I can put together a picture in my mind of how Crash got his name. Squonk is a little more difficult to picture as a stranger just interacting with him from the outside, but…. Well, the name fits Squonk perfectly. He is just simply a Squonk.
So many times the name comes before the pet — I used to see a pair of (very) fat dachshunds named *shudder* Angelica Joy and Montgomery Fitzwilliam. Granted we had a Johann Sebastian Barch which was a name that my dad had wanted to use on a dog for years. Weirdly, as those of you who knew him will remember, Barch was a remarkably apt and descriptive name for that dog. I’ve never known one who was louder.
Or the pet is named based on an aspect of its life “Precious” or “Lucky”. By the way, in the veterinary community it is well known that pets named “Precious”, “Sugar” and the like are all bloodthirsty land sharks while those named “Lucky” are invariably NOT. I knew a Lucky that, during the time I knew him, had been abandoned on a logging road, hit by a train, had to have a leg amputated (not because of the train accident by the way), and had eaten three poisoned rats. Naming your pet “Lucky” is a great way to invite chaos and destruction into your home — or at least your pet’s life.
Pets are named for celebrities or popular movie characters all the time. That’s a cop out so far as I’m concerned. We saw waves of pets named Nemo, about every third Shih-Tzu I see is STILL named Gizmo. I neutered Steven Segal, I neutered Ken Griffey and most recently I neutered Barack Obama (although his owners are calling him “Rocky” now since Barack Obama is rather a hard name to say in casual conversation with your pet). I’ve got a friend who spayed Paris Hilton. These are invariably interesting pet/name pairings. Steven Segal, for instance, was a standard Poodle and Barack Obama is a Yorkshire Terrier.

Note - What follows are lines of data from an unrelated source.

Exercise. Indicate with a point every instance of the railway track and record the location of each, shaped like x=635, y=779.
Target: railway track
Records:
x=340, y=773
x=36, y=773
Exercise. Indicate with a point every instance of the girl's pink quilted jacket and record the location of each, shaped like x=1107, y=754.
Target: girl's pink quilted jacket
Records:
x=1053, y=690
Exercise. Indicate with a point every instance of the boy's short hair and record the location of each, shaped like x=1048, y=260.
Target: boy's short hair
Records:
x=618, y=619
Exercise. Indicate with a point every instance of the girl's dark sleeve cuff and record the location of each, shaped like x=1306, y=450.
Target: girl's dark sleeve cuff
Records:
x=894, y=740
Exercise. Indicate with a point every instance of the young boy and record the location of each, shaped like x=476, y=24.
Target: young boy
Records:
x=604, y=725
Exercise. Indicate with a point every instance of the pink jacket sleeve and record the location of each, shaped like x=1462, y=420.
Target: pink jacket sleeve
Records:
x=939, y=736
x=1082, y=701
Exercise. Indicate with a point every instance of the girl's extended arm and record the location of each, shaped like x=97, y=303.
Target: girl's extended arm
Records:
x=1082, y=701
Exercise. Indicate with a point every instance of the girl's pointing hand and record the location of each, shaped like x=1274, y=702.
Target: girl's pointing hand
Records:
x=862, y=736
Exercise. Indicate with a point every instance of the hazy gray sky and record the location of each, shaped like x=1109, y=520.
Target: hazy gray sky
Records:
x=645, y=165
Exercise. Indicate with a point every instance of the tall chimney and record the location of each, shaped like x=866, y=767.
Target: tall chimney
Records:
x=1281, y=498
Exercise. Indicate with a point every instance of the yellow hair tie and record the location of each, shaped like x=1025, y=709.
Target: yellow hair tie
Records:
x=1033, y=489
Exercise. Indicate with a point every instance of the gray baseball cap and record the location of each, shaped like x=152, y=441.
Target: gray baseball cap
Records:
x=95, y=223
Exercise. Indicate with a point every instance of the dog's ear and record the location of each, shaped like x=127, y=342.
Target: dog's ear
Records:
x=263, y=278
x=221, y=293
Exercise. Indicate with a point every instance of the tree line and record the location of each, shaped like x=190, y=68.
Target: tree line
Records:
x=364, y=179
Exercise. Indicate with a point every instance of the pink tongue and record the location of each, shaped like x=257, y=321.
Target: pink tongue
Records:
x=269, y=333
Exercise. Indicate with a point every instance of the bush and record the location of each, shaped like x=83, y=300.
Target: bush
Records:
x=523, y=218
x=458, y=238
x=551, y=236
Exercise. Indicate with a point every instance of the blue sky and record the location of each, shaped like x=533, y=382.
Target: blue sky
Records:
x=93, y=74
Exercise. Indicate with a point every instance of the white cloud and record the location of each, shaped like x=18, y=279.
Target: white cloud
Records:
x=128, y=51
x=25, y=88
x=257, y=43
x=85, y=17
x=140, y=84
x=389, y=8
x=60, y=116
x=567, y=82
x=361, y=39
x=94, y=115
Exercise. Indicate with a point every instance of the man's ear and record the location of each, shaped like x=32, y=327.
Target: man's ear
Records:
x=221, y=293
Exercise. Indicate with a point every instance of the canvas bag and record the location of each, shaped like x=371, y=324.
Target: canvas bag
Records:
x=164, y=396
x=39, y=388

But the name never really speaks to the person or the personality of the pet. The last Nemo I dealt with was an inveterate little ankle biter, and the grey cat named Gollum that I used to see was the sweetest thing on four legs.
People try to be clever naming their pets. We see an awful lot of dogs named Deohgee (D.O.G.) though I have yet to meet a cat named Ceeaytee. There are a lot of “O.C.” (Orange Cat), a lot of black cats named “Midnight” or “Spook/Spooky”, and I can’t count the number of chocolate Labs we see named “Hershey” or “Cocoa”. A word of advice. If you’re trying to be clever in naming your pet….work harder. The ones that you’re going to come up with first have already been used. Although to give credit where credit is due, I did have a client who named her cats “Charlie” and “(Bad, Bad) Leroy”. You can guess her last name.
The first time I ran across transsexual names for pets was a pair of Doberman Pincher sisters that were in at WSU to be spayed when I was a senior on my anesthesia rotation. They were named “Fred” and “Floyd”. To this day I’m sorry that I didn’t ask why they were named what they were named. I had a guy with a (very) male cat named “Daisy”, and there was one dude who brought in this incredibly obvious tomcat (big jowls, thick skin, beefy shoulders and *very* prominent testicles) named “Dolly”. When I pointed out that “Dolly” was a male he said that (and I quote) he’d “noticed the balls but since I didn’t see a penis I just figured she had to be female!”. He continued to call the cat Dolly even after he realized that Dolly was a boy, but what’s weirder is that the owner continued to refer to the cat as “she” for the rest of his life.
The weirdest ones for me to understand, that is to say, for me to TRY and understand, I’ve not figured this out at ALL, are the people who continue to name subsequent pets the same name. There was a sweet little old lady I used to see who had been through three dogs named “Baby” (the last being a balding and completely hyperactive Keeshond) and a disturbingly weird little old man who was on his fourth “King” by the time I knew him. In both of these cases the subsequent dogs were totally different than the previous ones of that name. The third “King” was a fat, blonde Cocker Spaniel, the fourth was a pushy and poorly mannered black Lab cross.
Anyway it’s stopped raining so I’ll stop ranting about pet names and go out and do something more useful….. Once I get Pogo off of my lap.